Plusieurs établissements de luxe ont d’ores et déjà annoncé qu’ils n’ouvriraient pas leurs portes cet été, de crainte de ne pouvoir assumer des coûts de fonctionnement trop importants et de perdre de l’argent. Et pour les autres, qui sont nombreux (environ 9 000 entreprises dans le secteur du tourisme), c’est l’incertitude la plus totale. Faute d’informations sur l’avenir de leurs entreprises, impossible pour les entrepreneurs de se projeter ou d’élaborer des stratégies pour garder la tête hors de l’eau.

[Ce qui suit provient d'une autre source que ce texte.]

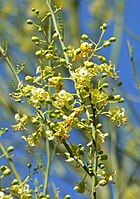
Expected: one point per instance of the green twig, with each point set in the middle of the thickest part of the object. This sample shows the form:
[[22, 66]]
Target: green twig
[[47, 172], [3, 54], [130, 48], [76, 158], [2, 149]]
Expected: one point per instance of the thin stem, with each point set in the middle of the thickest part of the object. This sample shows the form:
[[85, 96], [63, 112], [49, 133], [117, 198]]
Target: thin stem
[[47, 172], [76, 158], [130, 48], [10, 163], [57, 31], [95, 154], [2, 52]]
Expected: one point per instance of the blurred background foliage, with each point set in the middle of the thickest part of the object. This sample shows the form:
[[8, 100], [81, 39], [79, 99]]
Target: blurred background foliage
[[80, 16]]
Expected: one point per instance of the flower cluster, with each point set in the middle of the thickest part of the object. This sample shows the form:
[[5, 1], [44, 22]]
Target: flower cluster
[[58, 110]]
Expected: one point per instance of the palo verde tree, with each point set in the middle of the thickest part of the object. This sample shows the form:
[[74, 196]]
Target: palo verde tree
[[59, 110]]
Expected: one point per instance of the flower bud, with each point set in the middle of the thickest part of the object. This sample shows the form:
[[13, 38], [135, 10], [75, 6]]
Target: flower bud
[[121, 100], [117, 97], [67, 197], [102, 182], [99, 125], [103, 157], [35, 121], [104, 75], [105, 85], [3, 168], [85, 37], [78, 51], [119, 84], [29, 78], [88, 64], [37, 11], [6, 172], [29, 165], [101, 166], [100, 152], [14, 182], [10, 149], [38, 53], [29, 21], [40, 29], [112, 39], [48, 14], [55, 36], [104, 26], [102, 59], [106, 44], [35, 39], [62, 61]]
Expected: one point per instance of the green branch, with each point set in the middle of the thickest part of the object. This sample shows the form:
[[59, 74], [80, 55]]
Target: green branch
[[3, 54], [2, 149]]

«Nous sommes très très inquiets et nous avons besoin de réponses, confirme Karina Goffi, présidente de l’Union des métiers et des industries de l’hôtellerie (Umih) section Haute-Corse. A cette époque de l’année, plus personne n’a de trésorerie dans le secteur touristique et il va falloir réagir très vite, faute de quoi nous allons nous retrouver dans une situation inextricable. Les professionnels ont besoin de savoir dans quelles conditions ils pourront accueillir leurs clients, avec quels équipements, combien cela va leur coûter. Les employés, eux, veulent savoir s’ils vont pouvoir trouver un emploi». Ce mercredi 6 mai, une délégation de l’Umih insulaire a remis au préfet de Haute-Corse François Ravier une lettre adressée au président de la République. Dans le texte, une question est inscrite en caractère gras : «Comptez-vous nous aider, ainsi que nos salariés et nos fournisseurs, à enjamber cette année blanche ou, au contraire, comptez-vous nous laisser mourir?»

Effet domino

«On veut faire réagir, parce qu’on n’a plus le temps d’attendre, explique Jean-Christophe Barrau, un des membres du syndicat présent devant la préfecture de Bastia. On veut que l’Etat comprenne que la situation corse est très particulière.» Sans verser dans le catastrophisme, Marie-Antoinette Maupertuis, économiste et conseillère exécutive en charge du tourisme à la Collectivité de Corse concède être elle aussi «très très inquiète» pour l’avenir. «Il y a déjà eu entre 650 et 800 millions d’euros de pertes sur l’avant-saison, calcule l’élue. Si la saison n’a pas lieu, on risque d’entrer en récession à la rentrée». L’économiste redoute un effet domino  «car le système économique tout entier dépend beaucoup de la demande touristique : tous les secteurs qui interviennent en amont ou en aval du tourisme sont concernés jusqu’à l’agroalimentaire et au BTP».

En attendant de savoir si saison il y aura, les initiatives se multiplient sur les réseaux sociaux pour inciter les Corses à faire du tourisme local. Reste qu’avec une population de 335 000 habitants, le marché intérieur ne pourra pas compenser les pertes : l’an dernier 2,7 millions de touristes ont séjourné en Corse.